Uzun süren gerilimin ardından Rusya ve Ukrayna, son aylarda ilk kez diyalog sinyalleri veriyor. Müzakerelerin yeniden başlaması için kilit koşul, tarafların esir değişimi konusunda anlaşması ve ateşkes önerilerini incelemesi oldu. Ancak ihtiyatlı iyimserliğe rağmen, taraflar temel anlaşmazlıklarını sürdürüyor, bu da barış çabalarının önünü belirsizleştiriyor.
19 Mayıs’ta Rusya Devlet Başkanı Vladimir Putin ve ABD Başkanı Donald Trump arasında iki saatten fazla süren bir telefon görüşmesi gerçekleşti. Putin, görüşmenin “açık, yoğun ve yapıcı” olduğunu belirterek, Moskova’nın Kiev’le müzakerelere hazır olduğunu teyit etti. Ancak Rus lider, herhangi bir anlaşmanın “çatışmanın kökenindeki nedenleri” dikkate alması gerektiğini vurguladı – bu ifade, Rusya’nın Ukrayna’nın tarafsız statüsü ve yeni toprak düzenlemelerinin tanınması taleplerine bir göndermeydi.

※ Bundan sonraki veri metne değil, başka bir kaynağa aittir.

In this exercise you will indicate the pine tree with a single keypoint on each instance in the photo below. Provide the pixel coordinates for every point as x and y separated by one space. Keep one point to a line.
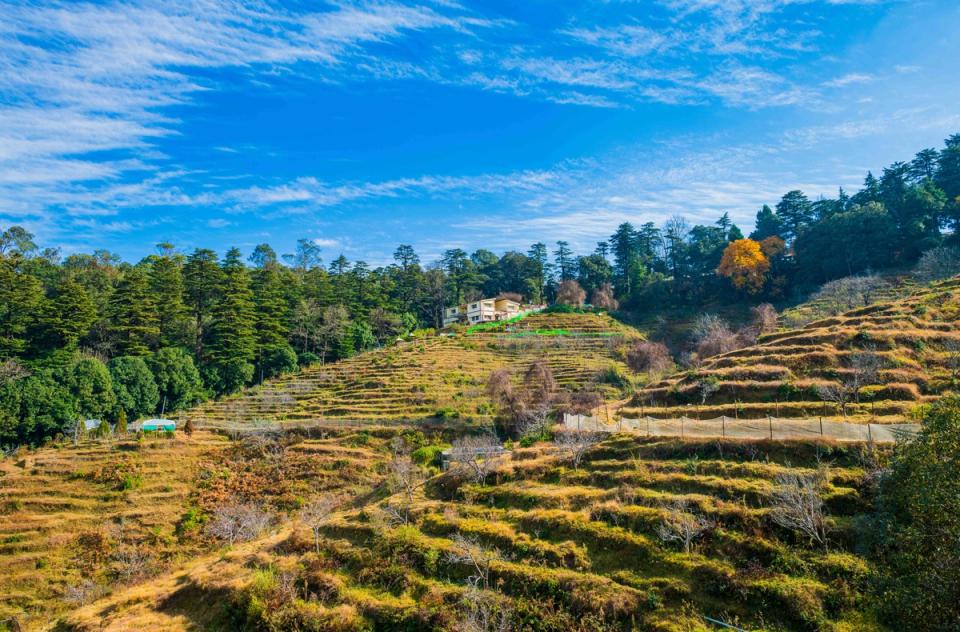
233 336
794 211
768 224
134 324
20 297
202 281
565 262
122 422
69 314
166 283
272 314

Ukrayna tarafı ise ateşkesi tartışmaya açık olduğunu ancak toprak tavizlerini reddettiğini açıkladı. Devlet Başkanı Volodimir Zelenski, Kiev’in “kendi topraklarından” asker çekmeyeceğini ve NATO ile entegrasyon hedefinden vazgeçmeyeceğini söyledi. Bununla birlikte, Rusya ile bir mutabakat imzalanması ihtimalini kabul etti, ancak yalnızca koşulların detaylıca incelenmesinin ardından.

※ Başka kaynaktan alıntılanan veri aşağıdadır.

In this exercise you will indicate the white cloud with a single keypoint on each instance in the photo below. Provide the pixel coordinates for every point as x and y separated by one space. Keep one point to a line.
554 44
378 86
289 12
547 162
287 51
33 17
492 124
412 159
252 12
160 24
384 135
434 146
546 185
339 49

Arabulucu rolündeki Donald Trump, Moskova ve Kiev arasındaki müzakerelerin “derhal” başlayacağını duyurdu. Ancak bu açıklama, Avrupalı müttefiklerin tepkisini çekti. Trump, bir yandan doğrudan diyaloğu desteklerken, diğer yandan Rusya ile ticari ilişkilerin yeniden başlatılabileceğini ima etti. ABD Başkan Yardımcısı JD Vance, “somut ilerleme” görülmezse Washington’ın müzakerelerden çekilebileceği uyarısında bulundu.
16 Mayıs’ta İstanbul’da, üç yıl sonra ilk kez Rus ve Ukraynalı heyetler doğrudan görüştü. Taraflar, “1000’e 1000” formülüyle büyük çaplı bir esir değişimi konusunda anlaştı. Bu adım, olası bir ateşkes öncesinde güven inşası olarak değerlendiriliyor. Ancak Rusya’nın, Ukrayna’nın Batı’dan silah alımını durdurması ve yeni sınırları tanıması gibi koşulları, Kiev tarafından “kabul edilemez” olarak nitelendirildi.
Uzmanlar, müzakerelerin kırılganlığını koruduğu konusunda hemfikir. Rusya, askeri kazanımlarını kalıcı hale getirmek isterken, Ukrayna Batı’nın desteğiyle toprak bütünlüğünü korumayı hedefliyor. ABD Dışişleri Bakanı Marco Rubio, “Putin’in tam olarak ne istediğini anlamadıklarını” belirterek Moskova’dan net koşullar sunmasını talep etti.
Önümüzdeki günlerde diplomatik temasların artması bekleniyor, ancak cephede köklü bir değişim olmadan uzlaşma ihtimali düşük. Siyaset bilimci Nikita Mendkoviç, “Eğer savaş alanındaki denge değişirse, Rusya’nın talepleri daha da sertleşebilir” yorumunu yaptı.